Random Variable with observed data not in trace

I’m new to pymc3 and I am trying to generate samples from a Categorical distribution for a list of discrete variables rv_list related to patient data. I’m trying to wrap my head around why adding observed data to a Random Variable causes it to not appear in the trace generated by pm.sample().

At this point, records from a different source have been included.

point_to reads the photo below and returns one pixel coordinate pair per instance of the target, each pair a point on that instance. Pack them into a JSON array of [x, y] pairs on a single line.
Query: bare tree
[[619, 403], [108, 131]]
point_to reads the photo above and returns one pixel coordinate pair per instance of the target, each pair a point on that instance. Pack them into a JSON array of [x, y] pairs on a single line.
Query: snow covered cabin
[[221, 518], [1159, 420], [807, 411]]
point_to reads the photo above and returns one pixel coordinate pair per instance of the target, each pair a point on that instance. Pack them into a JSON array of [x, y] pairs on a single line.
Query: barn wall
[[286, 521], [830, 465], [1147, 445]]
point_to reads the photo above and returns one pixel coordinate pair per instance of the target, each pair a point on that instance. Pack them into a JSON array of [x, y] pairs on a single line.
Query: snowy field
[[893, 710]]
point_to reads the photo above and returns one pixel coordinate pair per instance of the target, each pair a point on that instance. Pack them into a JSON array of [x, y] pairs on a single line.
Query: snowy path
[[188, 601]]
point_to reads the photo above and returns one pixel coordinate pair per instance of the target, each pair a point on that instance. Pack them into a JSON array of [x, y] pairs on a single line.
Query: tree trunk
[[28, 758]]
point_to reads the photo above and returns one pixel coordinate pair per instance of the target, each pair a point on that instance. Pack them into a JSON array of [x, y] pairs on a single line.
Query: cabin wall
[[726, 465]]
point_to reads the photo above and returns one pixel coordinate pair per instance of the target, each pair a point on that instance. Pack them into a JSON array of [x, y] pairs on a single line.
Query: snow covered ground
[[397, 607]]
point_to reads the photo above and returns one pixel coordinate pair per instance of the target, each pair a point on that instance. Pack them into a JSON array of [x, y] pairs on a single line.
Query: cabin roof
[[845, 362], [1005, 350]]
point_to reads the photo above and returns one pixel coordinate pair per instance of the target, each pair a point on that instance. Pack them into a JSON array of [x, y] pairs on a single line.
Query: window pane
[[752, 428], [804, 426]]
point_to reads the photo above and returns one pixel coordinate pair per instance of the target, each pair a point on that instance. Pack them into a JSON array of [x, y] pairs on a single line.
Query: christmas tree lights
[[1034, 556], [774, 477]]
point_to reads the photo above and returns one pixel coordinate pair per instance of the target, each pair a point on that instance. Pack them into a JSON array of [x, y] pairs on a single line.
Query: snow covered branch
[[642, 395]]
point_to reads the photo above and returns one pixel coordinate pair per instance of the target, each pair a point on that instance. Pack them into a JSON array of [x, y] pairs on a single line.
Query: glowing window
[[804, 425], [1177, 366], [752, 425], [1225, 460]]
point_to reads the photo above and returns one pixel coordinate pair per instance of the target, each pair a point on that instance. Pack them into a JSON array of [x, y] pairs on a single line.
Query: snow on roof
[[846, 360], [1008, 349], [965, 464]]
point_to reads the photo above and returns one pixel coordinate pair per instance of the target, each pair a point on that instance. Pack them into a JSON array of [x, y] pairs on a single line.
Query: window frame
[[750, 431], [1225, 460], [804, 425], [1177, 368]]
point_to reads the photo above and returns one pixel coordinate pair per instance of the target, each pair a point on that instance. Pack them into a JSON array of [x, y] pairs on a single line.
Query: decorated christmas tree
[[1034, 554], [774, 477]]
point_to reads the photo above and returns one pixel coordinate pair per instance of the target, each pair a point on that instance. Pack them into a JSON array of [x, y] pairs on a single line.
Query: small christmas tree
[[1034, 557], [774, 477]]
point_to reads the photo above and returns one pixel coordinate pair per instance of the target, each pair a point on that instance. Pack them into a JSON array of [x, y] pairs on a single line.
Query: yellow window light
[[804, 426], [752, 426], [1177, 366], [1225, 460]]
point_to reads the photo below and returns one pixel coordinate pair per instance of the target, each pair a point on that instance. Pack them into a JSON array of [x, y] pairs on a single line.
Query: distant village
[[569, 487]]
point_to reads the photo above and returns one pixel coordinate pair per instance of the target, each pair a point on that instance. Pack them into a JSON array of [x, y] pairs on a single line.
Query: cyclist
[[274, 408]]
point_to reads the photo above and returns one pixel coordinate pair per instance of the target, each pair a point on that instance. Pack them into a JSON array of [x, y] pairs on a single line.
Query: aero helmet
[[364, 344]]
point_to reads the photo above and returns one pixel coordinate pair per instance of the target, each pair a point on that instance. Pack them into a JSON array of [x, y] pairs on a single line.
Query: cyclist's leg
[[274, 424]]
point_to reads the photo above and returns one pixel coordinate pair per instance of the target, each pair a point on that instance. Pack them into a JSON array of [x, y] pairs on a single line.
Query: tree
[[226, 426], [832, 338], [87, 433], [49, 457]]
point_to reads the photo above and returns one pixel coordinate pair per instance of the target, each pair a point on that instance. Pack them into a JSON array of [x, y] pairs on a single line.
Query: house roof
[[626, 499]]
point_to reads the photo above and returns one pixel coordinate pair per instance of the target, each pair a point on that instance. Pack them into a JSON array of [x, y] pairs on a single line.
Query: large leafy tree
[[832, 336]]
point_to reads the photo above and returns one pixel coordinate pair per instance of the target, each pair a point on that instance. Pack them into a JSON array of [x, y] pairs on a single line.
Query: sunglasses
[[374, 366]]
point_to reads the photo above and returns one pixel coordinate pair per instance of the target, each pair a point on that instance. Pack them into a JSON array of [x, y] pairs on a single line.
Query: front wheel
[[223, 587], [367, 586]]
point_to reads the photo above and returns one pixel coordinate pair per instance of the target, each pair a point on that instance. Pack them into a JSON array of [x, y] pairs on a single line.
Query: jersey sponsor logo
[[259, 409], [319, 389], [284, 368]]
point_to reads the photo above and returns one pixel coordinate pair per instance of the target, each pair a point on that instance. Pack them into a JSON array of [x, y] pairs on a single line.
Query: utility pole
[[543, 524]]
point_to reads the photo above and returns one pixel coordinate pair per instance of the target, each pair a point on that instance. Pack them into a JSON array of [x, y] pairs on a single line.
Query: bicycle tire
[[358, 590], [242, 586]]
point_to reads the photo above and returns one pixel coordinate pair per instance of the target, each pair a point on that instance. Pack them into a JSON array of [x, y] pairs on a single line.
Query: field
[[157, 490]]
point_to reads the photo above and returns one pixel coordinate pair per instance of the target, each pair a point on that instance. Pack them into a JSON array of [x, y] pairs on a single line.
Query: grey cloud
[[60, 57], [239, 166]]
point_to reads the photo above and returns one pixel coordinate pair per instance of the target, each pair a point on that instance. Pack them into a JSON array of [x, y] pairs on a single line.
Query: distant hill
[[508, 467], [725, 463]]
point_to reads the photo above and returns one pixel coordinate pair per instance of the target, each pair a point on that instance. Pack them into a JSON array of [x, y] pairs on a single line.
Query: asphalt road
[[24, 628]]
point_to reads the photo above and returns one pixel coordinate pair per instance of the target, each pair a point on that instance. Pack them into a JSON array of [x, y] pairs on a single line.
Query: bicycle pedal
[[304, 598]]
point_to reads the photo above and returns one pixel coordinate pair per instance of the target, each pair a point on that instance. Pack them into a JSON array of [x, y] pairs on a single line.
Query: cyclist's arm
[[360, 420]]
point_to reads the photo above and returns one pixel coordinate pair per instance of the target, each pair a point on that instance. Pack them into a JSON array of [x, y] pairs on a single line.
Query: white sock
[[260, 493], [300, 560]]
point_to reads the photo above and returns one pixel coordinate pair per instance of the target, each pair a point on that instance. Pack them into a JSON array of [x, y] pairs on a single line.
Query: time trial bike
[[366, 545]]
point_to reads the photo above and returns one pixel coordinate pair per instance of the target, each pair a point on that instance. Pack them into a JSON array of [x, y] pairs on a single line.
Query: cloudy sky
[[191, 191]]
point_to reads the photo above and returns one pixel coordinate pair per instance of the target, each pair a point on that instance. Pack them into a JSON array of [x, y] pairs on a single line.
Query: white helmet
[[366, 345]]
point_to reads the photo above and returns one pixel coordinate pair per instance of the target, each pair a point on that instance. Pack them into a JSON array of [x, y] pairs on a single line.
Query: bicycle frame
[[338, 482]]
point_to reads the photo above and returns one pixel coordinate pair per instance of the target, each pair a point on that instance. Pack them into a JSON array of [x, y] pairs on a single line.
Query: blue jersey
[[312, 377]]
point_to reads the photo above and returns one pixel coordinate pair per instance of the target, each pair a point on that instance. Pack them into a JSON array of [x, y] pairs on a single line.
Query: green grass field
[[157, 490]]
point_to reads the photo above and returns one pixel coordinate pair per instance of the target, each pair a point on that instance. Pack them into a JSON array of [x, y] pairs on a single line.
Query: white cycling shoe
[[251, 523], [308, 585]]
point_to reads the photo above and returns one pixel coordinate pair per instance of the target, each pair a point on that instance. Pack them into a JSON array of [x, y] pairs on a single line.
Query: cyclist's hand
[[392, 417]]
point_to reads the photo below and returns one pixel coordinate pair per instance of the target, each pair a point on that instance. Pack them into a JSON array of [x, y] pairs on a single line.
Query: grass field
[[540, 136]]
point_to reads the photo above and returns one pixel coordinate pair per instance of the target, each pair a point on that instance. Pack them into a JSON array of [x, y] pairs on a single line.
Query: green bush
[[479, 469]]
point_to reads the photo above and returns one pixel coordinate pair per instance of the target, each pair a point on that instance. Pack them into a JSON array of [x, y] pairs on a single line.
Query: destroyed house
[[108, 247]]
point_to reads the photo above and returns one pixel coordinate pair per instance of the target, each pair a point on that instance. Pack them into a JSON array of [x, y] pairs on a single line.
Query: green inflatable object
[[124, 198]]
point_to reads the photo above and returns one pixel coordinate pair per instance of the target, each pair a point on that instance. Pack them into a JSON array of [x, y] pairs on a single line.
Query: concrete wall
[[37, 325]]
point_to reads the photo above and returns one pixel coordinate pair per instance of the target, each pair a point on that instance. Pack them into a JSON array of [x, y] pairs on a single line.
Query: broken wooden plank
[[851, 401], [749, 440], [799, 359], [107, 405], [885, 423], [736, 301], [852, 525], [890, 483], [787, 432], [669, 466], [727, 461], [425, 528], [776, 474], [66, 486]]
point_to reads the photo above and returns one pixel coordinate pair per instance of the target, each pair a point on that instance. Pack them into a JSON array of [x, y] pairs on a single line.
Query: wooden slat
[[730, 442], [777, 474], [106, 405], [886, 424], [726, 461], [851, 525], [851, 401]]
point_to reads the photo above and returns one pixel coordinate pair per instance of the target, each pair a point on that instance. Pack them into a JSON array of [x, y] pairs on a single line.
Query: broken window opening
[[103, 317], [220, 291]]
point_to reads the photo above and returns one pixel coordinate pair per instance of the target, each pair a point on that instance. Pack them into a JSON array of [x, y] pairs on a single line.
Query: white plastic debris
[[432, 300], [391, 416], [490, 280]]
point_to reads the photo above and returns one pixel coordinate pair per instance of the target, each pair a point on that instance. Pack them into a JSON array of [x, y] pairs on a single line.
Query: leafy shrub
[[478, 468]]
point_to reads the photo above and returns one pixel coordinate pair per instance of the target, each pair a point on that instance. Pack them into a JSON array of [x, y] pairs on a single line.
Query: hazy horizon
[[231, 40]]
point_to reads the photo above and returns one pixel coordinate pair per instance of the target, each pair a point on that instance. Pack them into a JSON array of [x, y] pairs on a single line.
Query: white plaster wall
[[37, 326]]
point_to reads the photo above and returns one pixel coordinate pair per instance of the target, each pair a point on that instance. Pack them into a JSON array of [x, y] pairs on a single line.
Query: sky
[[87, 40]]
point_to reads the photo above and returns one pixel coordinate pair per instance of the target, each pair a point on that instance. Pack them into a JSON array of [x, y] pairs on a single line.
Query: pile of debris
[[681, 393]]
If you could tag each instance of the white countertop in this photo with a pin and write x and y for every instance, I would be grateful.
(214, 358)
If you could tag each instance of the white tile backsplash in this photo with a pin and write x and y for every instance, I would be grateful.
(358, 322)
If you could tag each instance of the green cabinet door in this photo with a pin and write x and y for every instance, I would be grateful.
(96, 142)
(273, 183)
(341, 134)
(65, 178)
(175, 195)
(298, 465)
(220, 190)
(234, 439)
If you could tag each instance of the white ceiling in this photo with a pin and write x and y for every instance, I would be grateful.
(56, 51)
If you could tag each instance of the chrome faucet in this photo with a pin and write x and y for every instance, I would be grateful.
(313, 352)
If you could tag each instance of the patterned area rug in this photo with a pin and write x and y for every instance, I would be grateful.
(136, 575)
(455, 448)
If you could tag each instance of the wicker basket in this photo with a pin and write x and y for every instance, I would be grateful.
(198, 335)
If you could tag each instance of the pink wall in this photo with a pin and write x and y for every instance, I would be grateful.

My data are as follows (I used ordinal encoding to convert from string to float values)
Gender ∈ [0,1]
Race ∈ [0,1,2]
Site ∈ [0,1,2,3,4]
Disease ∈ [0,1,2,3,4]

Below is an example where I do not include the observed data in the Categorical distribution.

for rv in rv_list:
    num_categories = len(set(data[rv])
    mu = pm.Dirichlet(f"prior_{rv}", a=[1]*num_categories, shape=(num_categories,))
    x = pm.Categorical(f"likelihood_{rv}", p=mu)
trace = pm.sample(1000, cores=1)

The NUTS sampler is assigned for the uniform Dirichlet prior, and Metropolis is assigned for the Categorical distribution. As seen below, both the Dirichlet prior and Categorical likelihood variables are present in the trace.

What I am unsure about is when I modify the Categorical variable to include observed data, the trace no longer seems to include the Categorical variable. Instead, the prior variable is modified to reflect the reality of the observed data. For example, I add an observed argument like this:

x = pm.Categorical(f"likelihood_{rv}", p=mu, observed=data[rv])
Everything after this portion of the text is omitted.